Department of Biology, University of Oxford, United Kingdom.
Department of Biology, University of Oxford, United Kingdom; Department of Computer Science, University of Oxford, United Kingdom.
Epidemics. 2022 Dec;41:100627. doi: 10.1016/j.epidem.2022.100627. Epub 2022 Sep 5.

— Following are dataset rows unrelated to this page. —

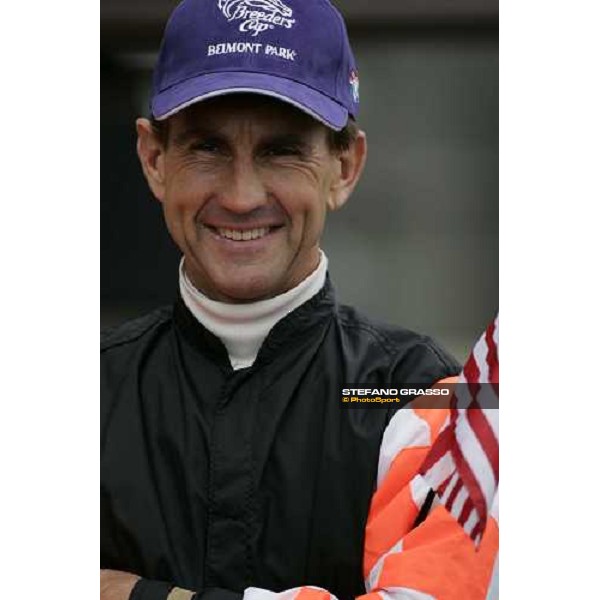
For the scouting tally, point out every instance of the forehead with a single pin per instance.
(260, 113)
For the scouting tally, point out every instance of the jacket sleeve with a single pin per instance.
(149, 589)
(414, 549)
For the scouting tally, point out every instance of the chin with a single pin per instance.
(244, 291)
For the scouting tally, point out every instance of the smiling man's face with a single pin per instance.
(245, 182)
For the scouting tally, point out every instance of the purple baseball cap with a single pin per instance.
(294, 50)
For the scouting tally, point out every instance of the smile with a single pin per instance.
(242, 235)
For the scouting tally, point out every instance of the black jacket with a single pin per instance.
(214, 478)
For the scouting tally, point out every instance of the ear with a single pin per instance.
(351, 163)
(151, 153)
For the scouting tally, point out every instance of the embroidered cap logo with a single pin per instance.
(257, 16)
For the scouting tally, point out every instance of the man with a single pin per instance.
(229, 468)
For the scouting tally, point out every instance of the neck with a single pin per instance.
(243, 327)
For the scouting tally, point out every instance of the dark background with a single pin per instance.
(417, 244)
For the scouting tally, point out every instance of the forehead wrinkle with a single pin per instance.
(236, 119)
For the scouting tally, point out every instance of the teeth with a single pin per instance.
(246, 234)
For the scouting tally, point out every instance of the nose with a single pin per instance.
(243, 190)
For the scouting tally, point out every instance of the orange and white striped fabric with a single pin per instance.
(407, 555)
(463, 465)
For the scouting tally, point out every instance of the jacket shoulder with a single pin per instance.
(133, 330)
(409, 352)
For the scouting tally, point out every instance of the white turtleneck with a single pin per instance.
(243, 327)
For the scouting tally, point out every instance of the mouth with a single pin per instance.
(242, 235)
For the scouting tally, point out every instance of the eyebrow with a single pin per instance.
(296, 140)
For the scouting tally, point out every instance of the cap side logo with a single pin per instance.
(354, 84)
(257, 16)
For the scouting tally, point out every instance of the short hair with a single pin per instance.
(338, 141)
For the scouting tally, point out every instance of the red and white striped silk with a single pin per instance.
(463, 464)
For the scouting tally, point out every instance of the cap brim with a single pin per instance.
(188, 92)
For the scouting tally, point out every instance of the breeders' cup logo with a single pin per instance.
(257, 16)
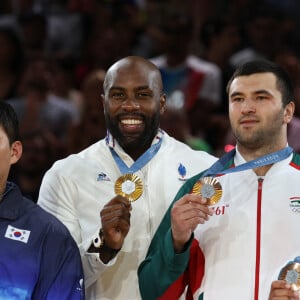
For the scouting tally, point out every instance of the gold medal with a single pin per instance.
(291, 274)
(129, 186)
(210, 188)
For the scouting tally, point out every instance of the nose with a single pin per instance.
(248, 106)
(131, 103)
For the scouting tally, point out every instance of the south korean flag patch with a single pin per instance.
(17, 234)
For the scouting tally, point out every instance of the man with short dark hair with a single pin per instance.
(232, 230)
(38, 257)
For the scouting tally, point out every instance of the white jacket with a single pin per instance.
(76, 188)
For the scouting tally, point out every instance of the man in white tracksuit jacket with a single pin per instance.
(78, 188)
(244, 244)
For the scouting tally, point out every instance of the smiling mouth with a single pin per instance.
(131, 122)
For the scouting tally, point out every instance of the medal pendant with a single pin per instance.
(291, 274)
(129, 186)
(210, 188)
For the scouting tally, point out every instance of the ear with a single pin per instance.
(162, 103)
(289, 112)
(16, 151)
(103, 101)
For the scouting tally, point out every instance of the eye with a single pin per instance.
(117, 95)
(237, 99)
(261, 97)
(144, 95)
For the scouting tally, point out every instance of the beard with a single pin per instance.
(132, 142)
(267, 136)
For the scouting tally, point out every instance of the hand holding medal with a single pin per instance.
(129, 186)
(209, 188)
(291, 273)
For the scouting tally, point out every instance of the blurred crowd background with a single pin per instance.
(54, 55)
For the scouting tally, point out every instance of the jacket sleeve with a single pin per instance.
(57, 196)
(61, 273)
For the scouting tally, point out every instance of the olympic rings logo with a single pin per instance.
(296, 209)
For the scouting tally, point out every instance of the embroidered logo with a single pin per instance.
(295, 204)
(182, 172)
(17, 234)
(102, 177)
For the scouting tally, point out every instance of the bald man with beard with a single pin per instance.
(113, 195)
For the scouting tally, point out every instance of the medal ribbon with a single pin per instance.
(219, 165)
(140, 162)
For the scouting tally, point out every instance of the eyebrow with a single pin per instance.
(255, 93)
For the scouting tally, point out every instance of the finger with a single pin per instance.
(113, 216)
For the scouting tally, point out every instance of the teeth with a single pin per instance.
(131, 122)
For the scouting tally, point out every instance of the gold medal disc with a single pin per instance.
(210, 188)
(291, 274)
(129, 186)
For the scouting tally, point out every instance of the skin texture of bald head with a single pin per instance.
(133, 103)
(130, 63)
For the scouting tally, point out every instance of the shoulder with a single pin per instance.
(83, 159)
(41, 221)
(295, 162)
(173, 147)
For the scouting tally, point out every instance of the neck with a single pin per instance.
(135, 153)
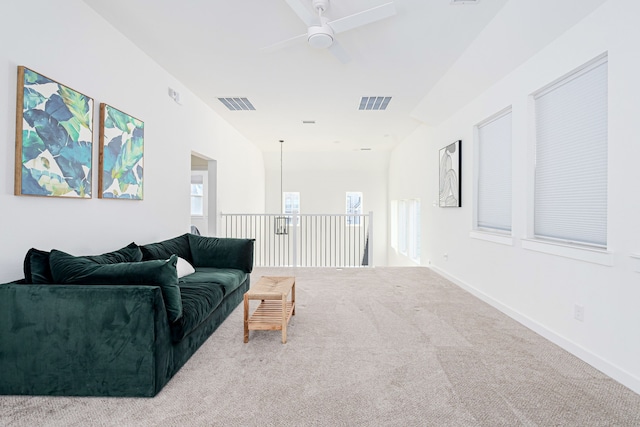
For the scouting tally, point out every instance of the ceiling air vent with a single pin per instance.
(374, 102)
(237, 104)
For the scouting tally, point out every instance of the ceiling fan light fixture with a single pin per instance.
(320, 37)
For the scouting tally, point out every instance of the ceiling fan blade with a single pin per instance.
(284, 43)
(368, 16)
(303, 13)
(339, 52)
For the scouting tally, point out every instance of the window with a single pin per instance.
(571, 158)
(197, 195)
(354, 207)
(291, 202)
(493, 207)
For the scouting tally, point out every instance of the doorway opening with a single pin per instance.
(204, 195)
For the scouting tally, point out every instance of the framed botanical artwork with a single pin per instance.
(54, 138)
(121, 155)
(450, 180)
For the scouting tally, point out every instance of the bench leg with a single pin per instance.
(284, 319)
(246, 318)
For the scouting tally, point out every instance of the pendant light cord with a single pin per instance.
(281, 188)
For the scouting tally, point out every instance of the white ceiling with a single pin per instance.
(214, 48)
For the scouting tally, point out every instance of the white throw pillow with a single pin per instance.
(184, 268)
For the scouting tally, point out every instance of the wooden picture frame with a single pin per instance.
(450, 193)
(121, 158)
(54, 138)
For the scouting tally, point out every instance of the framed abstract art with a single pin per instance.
(54, 138)
(450, 168)
(121, 159)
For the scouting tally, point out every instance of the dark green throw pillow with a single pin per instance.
(164, 249)
(36, 267)
(130, 253)
(68, 269)
(36, 262)
(222, 252)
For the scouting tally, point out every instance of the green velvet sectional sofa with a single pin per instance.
(117, 324)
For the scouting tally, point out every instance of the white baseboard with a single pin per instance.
(618, 374)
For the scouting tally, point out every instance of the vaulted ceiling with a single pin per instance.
(215, 48)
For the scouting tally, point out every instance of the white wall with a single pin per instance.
(68, 42)
(540, 289)
(323, 178)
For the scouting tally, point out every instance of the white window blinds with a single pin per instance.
(571, 158)
(494, 174)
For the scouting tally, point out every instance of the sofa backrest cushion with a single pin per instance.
(68, 269)
(37, 270)
(36, 267)
(164, 249)
(222, 252)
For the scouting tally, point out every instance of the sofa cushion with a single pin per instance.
(37, 270)
(221, 253)
(199, 301)
(164, 249)
(229, 279)
(184, 268)
(130, 253)
(68, 269)
(36, 267)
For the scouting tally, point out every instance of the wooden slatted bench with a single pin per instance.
(274, 310)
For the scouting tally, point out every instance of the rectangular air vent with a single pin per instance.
(374, 102)
(237, 104)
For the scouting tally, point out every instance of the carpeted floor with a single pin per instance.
(367, 347)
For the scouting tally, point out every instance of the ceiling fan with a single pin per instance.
(321, 32)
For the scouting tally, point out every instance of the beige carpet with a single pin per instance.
(367, 347)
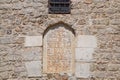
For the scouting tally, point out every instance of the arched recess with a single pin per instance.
(58, 52)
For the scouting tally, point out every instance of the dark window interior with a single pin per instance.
(59, 6)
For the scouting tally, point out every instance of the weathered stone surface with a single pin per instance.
(85, 54)
(58, 50)
(33, 41)
(96, 21)
(82, 70)
(33, 68)
(86, 41)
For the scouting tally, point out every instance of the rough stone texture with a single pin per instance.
(33, 68)
(33, 41)
(20, 18)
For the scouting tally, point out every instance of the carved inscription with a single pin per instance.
(58, 51)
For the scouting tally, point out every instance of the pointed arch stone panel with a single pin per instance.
(58, 56)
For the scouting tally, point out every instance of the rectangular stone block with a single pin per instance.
(86, 41)
(82, 70)
(33, 68)
(84, 54)
(33, 41)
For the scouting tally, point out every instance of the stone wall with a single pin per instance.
(22, 26)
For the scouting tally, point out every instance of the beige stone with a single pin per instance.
(33, 41)
(33, 68)
(88, 1)
(84, 54)
(86, 41)
(82, 70)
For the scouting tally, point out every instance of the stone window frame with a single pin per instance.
(68, 27)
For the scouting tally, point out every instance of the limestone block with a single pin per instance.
(86, 41)
(88, 1)
(82, 70)
(33, 68)
(33, 41)
(84, 54)
(31, 54)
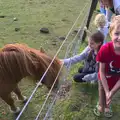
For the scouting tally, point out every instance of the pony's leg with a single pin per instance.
(9, 100)
(19, 94)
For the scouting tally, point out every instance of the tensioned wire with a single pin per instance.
(74, 52)
(67, 74)
(49, 65)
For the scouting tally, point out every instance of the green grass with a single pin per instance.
(58, 16)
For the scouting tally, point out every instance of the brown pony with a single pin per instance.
(18, 61)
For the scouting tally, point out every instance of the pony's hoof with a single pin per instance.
(24, 100)
(17, 111)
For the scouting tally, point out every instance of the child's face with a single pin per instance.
(115, 35)
(93, 45)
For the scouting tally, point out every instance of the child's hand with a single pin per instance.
(108, 98)
(61, 61)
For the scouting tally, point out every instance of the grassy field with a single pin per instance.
(58, 16)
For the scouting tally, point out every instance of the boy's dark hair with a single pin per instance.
(97, 37)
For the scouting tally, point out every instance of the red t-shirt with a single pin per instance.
(108, 56)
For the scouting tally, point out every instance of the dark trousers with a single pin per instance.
(78, 76)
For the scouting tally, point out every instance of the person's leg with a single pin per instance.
(78, 77)
(118, 11)
(100, 105)
(109, 14)
(102, 97)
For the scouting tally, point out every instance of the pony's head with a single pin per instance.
(21, 61)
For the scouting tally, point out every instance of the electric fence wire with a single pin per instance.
(47, 69)
(79, 42)
(75, 50)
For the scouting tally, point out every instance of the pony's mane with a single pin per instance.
(19, 60)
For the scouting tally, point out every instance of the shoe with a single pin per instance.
(96, 111)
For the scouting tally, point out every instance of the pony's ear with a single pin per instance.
(42, 50)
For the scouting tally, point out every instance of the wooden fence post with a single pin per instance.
(92, 8)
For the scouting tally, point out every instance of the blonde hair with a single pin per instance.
(114, 21)
(100, 18)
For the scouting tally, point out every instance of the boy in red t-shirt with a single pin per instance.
(109, 69)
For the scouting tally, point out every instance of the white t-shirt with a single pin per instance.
(116, 4)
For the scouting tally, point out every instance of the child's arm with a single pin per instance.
(77, 58)
(115, 88)
(103, 78)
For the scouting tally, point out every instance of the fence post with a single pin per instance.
(93, 7)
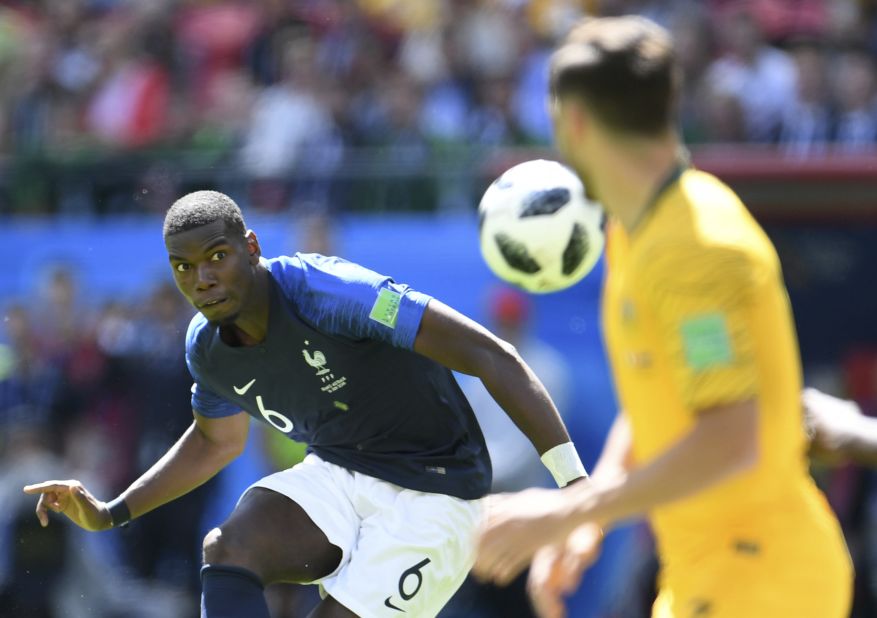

SARS-CoV-2 case data are primary sources for estimating epidemiological parameters and for modelling the dynamics of outbreaks. Understanding biases within case-based data sources used in epidemiological analyses is important as they can detract from the value of these rich datasets. This raises questions of how variations in surveillance can affect the estimation of epidemiological parameters such as the case growth rates. We use standardised line list data of COVID-19 from Argentina, Brazil, Mexico and Colombia to estimate delay distributions of symptom-onset-to-confirmation, -hospitalisation and -death as well as hospitalisation-to-death at high spatial resolutions and throughout time. Using these estimates, we model the biases introduced by the delay from symptom-onset-to-confirmation on national and state level case growth rates (rt) using an adaptation of the Richardson-Lucy deconvolution algorithm. We find significant heterogeneities in the estimation of delay distributions through time and space with delay difference of up to 19 days between epochs at the state level. Further, we find that by changing the spatial scale, estimates of case growth rate can vary by up to 0.13 d. Lastly, we find that states with a high variance and/or mean delay in symptom-onset-to-diagnosis also have the largest difference between the rt estimated from raw and deconvolved case counts at the state level. We highlight the importance of high-resolution case-based data in understanding biases in disease reporting and how these biases can be avoided by adjusting case numbers based on empirical delay distributions. Code and openly accessible data to reproduce analyses presented here are available.
SARS-CoV-2 病例数据是估计流行病学参数和模拟疫情动态的主要来源。了解流行病学分析中使用的基于病例的数据源中的偏差非常重要,因为它们会降低这些丰富数据集的价值。这就提出了一个问题,即监测的变化如何影响流行病学参数的估计,例如病例增长率。我们使用来自阿根廷、巴西、墨西哥和哥伦比亚的标准化 COVID-19 病例清单数据,以高空间分辨率和整个时间范围内估计症状出现到确诊、住院和死亡的延迟分布,以及住院到死亡的延迟分布。使用这些估计值,我们使用理查德森-露西反卷积算法的改编版,模拟了从症状出现到确诊的延迟对国家和州级病例增长率(rt)的引入偏差。我们发现,随着时间和空间的推移,延迟分布的估计存在显著的异质性,在州级水平上,不同时期的延迟差异高达 19 天。此外,我们发现,通过改变空间尺度,病例增长率的估计值可能会相差 0.13 天。最后,我们发现,在症状出现到诊断的延迟方面具有高方差和/或均值的州,其 rt 的估计值与州级原始和反卷积病例数之间的差异也最大。我们强调了基于病例的高分辨率数据在理解疾病报告偏差方面的重要性,以及如何通过根据经验延迟分布调整病例数量来避免这些偏差。重现这里呈现的分析的代码和公开可访问的数据是可用的。